Learning to barefoot run effectively is a slow process - your feet will be very weak from a lifetime of wearing shoes, so you can't expect to just dive straight in - that's when injuries tend to occur.

Start with just being barefoot/minimally shod. Walking round the house, at work, to the shops etc - anywhere you can! Start doing toe exercises too, all the time, this is key.

To learn to run you want to be totally barefoot on a hard, flat surface that's free from debris - the best teacher is the combination of gravity and ground reaction force. Skipping is a good way to start - most people naturally land properly when skipping barefoot. When you start running keep it really short - 1/4 to 1 mile every other day at most in the first week. Increase this by no more than 20% a week.

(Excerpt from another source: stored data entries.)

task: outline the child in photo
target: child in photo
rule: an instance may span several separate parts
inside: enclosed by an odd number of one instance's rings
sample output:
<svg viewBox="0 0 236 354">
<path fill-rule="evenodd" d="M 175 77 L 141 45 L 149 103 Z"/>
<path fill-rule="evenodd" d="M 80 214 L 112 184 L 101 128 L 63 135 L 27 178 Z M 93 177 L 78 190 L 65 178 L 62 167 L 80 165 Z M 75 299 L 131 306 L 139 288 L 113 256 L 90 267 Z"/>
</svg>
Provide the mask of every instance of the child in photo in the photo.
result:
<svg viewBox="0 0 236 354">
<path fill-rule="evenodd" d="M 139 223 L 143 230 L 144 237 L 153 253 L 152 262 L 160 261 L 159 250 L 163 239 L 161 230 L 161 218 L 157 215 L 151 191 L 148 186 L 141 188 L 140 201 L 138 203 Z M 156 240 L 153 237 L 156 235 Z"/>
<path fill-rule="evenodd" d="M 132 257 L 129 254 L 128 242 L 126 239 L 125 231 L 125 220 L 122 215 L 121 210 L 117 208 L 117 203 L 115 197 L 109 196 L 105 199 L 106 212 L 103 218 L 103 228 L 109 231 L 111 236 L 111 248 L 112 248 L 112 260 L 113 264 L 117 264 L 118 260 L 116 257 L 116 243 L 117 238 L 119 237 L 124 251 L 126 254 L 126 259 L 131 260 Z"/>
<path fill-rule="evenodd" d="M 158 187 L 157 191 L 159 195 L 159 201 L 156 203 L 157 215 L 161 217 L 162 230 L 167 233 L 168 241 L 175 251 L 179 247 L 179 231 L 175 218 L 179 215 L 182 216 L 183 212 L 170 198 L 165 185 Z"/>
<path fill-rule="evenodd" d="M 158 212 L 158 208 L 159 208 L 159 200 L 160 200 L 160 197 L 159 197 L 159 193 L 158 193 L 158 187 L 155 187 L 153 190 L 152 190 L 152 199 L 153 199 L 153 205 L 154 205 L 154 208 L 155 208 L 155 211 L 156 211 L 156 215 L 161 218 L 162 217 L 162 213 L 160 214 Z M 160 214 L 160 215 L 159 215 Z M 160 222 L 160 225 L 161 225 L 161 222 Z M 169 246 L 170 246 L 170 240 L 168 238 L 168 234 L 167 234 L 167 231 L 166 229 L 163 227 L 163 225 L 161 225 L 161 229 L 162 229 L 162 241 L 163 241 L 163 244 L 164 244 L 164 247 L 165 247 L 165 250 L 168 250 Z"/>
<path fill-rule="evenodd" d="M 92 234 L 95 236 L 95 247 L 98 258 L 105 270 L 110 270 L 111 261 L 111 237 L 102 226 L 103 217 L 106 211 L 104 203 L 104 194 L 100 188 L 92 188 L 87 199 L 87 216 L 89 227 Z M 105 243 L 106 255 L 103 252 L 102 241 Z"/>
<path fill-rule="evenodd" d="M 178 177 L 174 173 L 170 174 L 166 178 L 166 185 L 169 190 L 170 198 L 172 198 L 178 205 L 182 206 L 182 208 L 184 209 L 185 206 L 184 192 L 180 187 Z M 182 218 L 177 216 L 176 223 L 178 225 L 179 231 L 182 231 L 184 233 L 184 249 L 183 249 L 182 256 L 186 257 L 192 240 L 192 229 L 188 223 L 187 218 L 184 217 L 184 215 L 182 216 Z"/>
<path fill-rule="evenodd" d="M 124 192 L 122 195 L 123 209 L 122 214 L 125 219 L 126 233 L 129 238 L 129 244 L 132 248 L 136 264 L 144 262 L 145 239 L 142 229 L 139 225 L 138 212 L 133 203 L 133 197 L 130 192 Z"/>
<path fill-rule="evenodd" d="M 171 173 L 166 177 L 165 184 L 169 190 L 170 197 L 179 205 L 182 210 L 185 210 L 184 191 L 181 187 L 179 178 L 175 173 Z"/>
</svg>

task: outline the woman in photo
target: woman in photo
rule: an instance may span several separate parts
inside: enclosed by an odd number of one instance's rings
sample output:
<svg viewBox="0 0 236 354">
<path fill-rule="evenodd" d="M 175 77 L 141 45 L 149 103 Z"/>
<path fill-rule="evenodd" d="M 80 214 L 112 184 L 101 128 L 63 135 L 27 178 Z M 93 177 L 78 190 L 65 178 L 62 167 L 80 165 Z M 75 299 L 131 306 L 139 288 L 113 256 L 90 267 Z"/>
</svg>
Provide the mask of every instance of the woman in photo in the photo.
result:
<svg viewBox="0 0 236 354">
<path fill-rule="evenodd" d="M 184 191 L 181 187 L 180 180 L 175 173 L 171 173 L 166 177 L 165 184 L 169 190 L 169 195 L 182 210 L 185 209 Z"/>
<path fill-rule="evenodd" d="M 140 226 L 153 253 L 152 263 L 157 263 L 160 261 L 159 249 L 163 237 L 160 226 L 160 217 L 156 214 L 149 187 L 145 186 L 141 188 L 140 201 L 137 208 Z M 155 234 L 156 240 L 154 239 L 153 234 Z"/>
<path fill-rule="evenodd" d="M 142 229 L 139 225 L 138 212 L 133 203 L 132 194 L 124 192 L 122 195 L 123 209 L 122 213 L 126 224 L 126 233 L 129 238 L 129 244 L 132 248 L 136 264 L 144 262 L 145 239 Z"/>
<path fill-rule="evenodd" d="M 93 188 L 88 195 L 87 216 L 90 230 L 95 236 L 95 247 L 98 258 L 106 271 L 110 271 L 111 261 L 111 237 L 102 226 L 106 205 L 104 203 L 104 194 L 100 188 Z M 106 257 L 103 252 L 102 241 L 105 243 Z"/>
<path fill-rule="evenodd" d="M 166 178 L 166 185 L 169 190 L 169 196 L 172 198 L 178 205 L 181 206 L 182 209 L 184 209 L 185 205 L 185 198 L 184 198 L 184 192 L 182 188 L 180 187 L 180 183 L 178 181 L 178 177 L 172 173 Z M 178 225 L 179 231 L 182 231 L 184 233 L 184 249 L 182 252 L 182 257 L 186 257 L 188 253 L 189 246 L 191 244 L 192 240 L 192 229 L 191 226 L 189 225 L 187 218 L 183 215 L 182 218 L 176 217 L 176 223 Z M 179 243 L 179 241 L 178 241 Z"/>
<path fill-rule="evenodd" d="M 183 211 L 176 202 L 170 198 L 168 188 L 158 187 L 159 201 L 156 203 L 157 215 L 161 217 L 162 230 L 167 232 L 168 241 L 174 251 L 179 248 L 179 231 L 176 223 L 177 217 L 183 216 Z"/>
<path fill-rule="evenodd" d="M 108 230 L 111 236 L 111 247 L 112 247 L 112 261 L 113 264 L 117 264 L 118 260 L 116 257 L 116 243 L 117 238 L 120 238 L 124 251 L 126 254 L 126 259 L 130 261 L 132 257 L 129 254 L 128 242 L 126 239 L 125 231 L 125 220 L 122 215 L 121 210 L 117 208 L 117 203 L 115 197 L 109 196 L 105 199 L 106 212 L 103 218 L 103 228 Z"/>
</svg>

Your cadence needs to to be 180 steps per minute - get a metronome app on your phone, shorten your stride and make sure your foot lands under your body, not reaching out in front of you.
Most people run bent forward at the hip - imagine you are being pulled forwards by the pelvis to remedy this and keep upright with your shoulders relaxed.
It also helps to imagine peeling your heels up off the floor to get the proper hamstring action happening.

Obviously without seeing someone run you can't be sure exactly what they need to do differently - but the above tend to be the most common errors and solutions.

If it's painful, stop. You can use supportive insoles after a run when your feet are fatigued. Expect your calves to be sore after runs - they need to adapt. Don't run again 'til the soreness goes. Stretch after runs. Most of all ENJOY IT! Experience your body as it's designed to function.

Always consult a physician before undertaking a new exercise programme and for best results get yourself a running coach and see your osteopath/manual therapist regularly to keep you functioning properly. This post is for information only and not intended as advice as individual circumstances vary.

There are some people who shouldn't try barefoot/minimally shod running. Anyone with reduced sensation to the feet (like diabetics, people with neuropathies) or people with significant foot deformities will need the protection shoes provide.